The ACLU’s secret weapon?

Immigration advocates believe they have a weapon to prevent other local police from joining a controversial federal program that checks the immigration status of anyone arrested, which the Boston Police has been part of for years.

Under the Freedom of Information Act, the ACLU of Massachusetts learned that police departments can opt out of the Secure Communities program — which aims to deport violent criminals but has also handed noncriminals over to the U.S. Bureau of Immigration and Customs Enforcement.

“We at the ACLU are becoming part of a robust effort to push back against it before it does become almost impossible,” the ACLU’s Nancy Murray said during a meeting of immigration activists Tuesday night at Centro Presente’s Somerville office.

“We do have an opening now, especially if only Boston has signed onto it, and the more noise we can make and the more organized we can be, the better.”

Boston officially joined Secured Communities. Opponents argue the program erodes community policing by making immigrants afraid to cooperate with police.

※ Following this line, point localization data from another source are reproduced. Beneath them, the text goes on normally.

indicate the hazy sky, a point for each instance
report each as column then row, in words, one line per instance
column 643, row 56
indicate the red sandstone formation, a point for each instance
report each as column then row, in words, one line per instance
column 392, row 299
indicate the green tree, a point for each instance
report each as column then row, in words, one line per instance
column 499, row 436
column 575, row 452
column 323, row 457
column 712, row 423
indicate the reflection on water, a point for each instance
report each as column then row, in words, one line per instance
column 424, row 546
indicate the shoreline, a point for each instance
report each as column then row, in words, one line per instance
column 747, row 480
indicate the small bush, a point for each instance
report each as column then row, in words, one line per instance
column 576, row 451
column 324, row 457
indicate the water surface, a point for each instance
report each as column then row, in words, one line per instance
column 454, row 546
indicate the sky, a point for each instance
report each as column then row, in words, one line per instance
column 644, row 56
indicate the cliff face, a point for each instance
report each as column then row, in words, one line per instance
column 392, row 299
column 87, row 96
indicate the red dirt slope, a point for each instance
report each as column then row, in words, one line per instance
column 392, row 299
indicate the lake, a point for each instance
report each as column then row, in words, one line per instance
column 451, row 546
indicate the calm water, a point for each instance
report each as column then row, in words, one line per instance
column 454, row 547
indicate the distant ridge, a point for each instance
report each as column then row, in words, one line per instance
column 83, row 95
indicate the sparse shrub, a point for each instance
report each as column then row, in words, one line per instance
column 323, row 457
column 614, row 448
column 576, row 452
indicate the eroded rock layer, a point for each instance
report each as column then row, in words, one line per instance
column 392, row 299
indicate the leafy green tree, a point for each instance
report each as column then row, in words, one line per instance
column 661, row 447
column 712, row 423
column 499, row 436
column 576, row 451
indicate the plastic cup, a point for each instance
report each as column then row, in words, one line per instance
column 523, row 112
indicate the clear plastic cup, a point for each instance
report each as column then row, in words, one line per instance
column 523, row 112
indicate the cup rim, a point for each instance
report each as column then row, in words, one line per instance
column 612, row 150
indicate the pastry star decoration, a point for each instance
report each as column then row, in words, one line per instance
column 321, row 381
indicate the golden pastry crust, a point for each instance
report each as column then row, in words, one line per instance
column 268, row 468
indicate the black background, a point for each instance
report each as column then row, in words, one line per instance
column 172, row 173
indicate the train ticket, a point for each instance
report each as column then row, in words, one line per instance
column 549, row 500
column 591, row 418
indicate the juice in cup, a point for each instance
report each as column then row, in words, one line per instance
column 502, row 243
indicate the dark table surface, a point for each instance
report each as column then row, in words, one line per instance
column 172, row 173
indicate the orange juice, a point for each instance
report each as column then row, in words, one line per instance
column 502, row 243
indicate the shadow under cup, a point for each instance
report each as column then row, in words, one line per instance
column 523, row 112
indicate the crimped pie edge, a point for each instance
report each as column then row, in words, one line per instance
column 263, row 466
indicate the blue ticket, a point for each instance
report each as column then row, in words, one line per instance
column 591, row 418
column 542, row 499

Normally against using his power to enforce federal immigration laws, Police Commissioner Edward Davis has defended the program.

Systemic barriers

The Washington Post reported last Friday that local police departments
can’t opt out of the program, even though it’s widely thought to be
voluntary.

States could refuse to send fingerprints to the FBI, which forwards them
to ICE, but that won’t happen because authorities need to know the
criminal histories of people they arrest.